Dive Brief:
- Chicago’s Greyhound bus station was listed for sale earlier this year by CBRE, a commercial real estate company. The station is one of many formerly Greyhound-owned properties not included in FlixMobility’s 2021 acquisition of the bus line.
- The sale could result in the bus station’s closure, potentially making Chicago the largest U.S. city without a downtown, publicly-provided bus terminal, according to a brief released last week by the Chaddick Institute for Metropolitan Development at DePaul University. The bus station mainly serves “passengers who are disproportionately low-income, unemployed, and disabled,” the brief says.
- While the Greyhound station lists 55 daily scheduled arrivals and departures, other intercity bus lines that stop in Chicago only make curbside pickups and drop-offs, a hardship for riders during harsh winters.
Dive Insight:
Greyhound bus stations were once a fixture in American cities, and the Harrison Street location in Chicago handles between 456,000 and 557,000 riders per year, the Chaddick Institute estimates. An additional 340,000 to 390,000 riders use curbside locations for Greyhound or other bus lines. More than a quarter of those passengers would not have been able to make their trip without bus service, according to the Chaddick Institute’s analysis of surveys by state governments in the Midwest.
All but two of Greyhound’s former properties were sold by September 2022, causing cities to lose enclosed bus stations and forcing riders to wait at curbside or other locations lacking waiting rooms and other amenities. Greyhound has already relocated its stops in Charlottesville, Virginia; Jackson, Mississippi; Knoxville, Tennessee; North Little Rock, Arkansas; and Tampa, Florida.
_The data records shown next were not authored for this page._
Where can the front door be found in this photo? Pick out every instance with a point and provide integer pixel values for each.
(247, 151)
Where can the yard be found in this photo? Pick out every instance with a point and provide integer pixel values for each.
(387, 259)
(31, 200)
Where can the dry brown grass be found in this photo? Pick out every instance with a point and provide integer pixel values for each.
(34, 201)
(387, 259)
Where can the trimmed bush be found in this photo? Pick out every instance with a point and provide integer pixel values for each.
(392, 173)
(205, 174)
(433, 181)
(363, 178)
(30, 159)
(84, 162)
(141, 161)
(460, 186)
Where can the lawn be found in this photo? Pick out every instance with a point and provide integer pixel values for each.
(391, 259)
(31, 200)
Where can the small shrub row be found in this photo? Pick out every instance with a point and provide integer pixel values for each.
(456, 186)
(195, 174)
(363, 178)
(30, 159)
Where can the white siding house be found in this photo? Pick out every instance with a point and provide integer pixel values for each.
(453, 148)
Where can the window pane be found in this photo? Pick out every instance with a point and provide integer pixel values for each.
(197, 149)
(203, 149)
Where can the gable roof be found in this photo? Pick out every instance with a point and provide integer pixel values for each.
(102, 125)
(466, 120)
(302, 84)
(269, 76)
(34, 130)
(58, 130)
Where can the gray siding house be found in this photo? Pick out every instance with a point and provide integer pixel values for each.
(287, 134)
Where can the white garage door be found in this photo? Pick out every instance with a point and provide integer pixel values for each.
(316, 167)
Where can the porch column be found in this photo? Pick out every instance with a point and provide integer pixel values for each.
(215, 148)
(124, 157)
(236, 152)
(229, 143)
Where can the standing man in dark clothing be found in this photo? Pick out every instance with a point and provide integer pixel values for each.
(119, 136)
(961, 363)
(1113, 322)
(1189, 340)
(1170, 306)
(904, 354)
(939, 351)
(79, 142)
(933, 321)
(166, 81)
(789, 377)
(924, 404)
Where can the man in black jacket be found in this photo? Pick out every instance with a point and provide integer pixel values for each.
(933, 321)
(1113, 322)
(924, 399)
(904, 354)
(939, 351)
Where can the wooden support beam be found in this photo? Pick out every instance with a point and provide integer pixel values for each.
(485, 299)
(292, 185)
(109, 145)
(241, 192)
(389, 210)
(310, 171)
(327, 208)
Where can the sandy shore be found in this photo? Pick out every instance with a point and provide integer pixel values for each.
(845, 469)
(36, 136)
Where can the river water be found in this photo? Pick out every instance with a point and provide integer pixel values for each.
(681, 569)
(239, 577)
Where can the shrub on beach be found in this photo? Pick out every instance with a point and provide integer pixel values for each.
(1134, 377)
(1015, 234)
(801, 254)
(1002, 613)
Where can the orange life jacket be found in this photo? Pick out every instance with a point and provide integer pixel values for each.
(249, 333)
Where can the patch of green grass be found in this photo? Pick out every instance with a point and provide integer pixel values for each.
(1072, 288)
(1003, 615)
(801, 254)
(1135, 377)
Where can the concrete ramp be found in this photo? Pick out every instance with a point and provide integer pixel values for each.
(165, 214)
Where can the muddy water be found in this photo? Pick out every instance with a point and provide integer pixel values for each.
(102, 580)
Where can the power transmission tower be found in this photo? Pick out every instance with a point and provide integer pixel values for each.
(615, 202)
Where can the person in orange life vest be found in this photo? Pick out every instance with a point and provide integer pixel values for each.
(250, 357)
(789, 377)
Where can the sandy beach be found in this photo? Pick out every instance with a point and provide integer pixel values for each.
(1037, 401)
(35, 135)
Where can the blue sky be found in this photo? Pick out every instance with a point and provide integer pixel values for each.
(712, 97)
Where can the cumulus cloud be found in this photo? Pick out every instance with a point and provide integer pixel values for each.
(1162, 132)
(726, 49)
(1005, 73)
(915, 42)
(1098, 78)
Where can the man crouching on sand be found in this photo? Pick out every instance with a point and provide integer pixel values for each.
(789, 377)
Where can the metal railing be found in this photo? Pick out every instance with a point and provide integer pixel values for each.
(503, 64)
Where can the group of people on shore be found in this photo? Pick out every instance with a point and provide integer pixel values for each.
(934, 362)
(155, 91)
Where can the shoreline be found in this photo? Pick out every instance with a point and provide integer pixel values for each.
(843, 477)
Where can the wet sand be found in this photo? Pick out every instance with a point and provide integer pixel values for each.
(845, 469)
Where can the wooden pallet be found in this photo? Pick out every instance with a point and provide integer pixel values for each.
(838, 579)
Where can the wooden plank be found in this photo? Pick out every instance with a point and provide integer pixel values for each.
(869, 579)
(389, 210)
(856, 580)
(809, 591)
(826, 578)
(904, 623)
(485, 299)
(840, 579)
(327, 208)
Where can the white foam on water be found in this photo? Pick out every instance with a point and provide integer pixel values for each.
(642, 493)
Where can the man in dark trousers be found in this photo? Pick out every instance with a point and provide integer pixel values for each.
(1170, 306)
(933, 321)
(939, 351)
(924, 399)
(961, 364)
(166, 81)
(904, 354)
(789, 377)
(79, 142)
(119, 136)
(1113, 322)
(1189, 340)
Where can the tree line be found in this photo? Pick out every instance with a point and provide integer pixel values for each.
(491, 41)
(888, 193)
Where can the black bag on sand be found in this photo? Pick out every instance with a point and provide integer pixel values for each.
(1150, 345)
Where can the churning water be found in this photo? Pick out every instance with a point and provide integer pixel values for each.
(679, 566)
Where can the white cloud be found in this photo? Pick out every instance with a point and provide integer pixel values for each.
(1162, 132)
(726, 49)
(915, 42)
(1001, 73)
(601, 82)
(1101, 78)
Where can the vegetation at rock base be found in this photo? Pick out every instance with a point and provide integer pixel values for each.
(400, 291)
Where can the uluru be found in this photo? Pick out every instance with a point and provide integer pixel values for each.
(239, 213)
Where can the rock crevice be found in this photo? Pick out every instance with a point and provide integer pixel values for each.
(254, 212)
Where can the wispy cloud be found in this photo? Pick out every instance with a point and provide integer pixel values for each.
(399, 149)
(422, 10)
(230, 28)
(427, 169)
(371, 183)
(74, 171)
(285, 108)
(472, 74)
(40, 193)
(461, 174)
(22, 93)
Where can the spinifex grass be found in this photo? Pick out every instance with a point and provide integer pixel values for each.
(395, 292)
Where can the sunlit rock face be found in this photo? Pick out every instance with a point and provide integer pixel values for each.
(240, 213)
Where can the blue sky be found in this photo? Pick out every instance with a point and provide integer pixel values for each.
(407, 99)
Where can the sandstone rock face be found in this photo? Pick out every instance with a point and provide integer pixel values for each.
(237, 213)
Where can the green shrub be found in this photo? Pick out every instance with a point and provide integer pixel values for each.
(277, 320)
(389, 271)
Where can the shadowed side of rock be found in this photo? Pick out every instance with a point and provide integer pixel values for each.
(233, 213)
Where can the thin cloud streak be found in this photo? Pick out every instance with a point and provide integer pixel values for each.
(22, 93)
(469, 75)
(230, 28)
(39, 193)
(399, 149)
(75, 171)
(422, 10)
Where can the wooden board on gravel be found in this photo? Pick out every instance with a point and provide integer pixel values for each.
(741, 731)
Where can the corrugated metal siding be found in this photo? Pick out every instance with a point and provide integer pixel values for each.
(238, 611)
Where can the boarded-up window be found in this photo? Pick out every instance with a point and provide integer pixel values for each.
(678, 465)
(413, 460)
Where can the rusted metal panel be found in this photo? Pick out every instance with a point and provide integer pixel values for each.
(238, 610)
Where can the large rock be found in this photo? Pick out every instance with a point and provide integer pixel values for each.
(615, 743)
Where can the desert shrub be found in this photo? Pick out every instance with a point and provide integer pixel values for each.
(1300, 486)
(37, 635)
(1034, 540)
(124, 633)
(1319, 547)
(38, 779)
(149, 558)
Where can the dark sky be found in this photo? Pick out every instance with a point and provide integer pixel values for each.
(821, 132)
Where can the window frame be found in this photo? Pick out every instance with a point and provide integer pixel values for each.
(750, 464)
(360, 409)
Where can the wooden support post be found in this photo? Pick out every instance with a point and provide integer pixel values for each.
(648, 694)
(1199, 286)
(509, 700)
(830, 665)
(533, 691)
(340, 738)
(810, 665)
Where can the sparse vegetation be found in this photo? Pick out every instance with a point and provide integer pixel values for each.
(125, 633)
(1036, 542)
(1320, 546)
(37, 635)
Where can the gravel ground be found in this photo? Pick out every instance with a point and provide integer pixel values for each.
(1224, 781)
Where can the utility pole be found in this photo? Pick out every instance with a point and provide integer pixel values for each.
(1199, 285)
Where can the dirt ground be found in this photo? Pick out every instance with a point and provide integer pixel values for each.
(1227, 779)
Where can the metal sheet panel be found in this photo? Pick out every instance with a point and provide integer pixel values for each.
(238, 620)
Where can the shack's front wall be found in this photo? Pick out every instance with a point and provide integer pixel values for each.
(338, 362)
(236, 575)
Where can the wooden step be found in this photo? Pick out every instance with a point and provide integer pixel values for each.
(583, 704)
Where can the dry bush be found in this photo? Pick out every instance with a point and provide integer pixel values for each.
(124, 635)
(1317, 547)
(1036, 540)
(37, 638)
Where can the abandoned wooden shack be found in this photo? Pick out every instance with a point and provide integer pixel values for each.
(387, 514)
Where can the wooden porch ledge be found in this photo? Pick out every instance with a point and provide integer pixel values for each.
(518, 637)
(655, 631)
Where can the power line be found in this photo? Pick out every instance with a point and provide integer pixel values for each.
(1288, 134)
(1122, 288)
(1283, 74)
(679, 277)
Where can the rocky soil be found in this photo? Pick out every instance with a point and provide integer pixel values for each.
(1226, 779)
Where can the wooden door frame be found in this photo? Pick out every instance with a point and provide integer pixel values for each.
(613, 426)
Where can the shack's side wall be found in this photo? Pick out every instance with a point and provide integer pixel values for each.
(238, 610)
Greyhound stations in Cleveland; Houston; Kansas City, Missouri; and Nashville, Tennessee, are all at risk of closure, according to the Chaddick Institute’s 2023 annual intercity bus review.
“Chicago’s intercity bus system serves customers with substantially lower incomes, less access to cars, and higher unemployment than the general population,” the brief states. “Allowing the closure of the Greyhound Station without giving passengers an attractive alternative that is both centrally located and equipped with an indoor waiting room would make metropolitan Chicago a weak link in the national intercity bus system.”
The brief recommends that Chicago develop a plan to take over and operate the bus station, resist zoning changes for the site, prohibit razing the structure and assemble a technical committee to explore the role of intercity bus travel in the region and look at ways to improve and expand service with a publicly-owned bus station.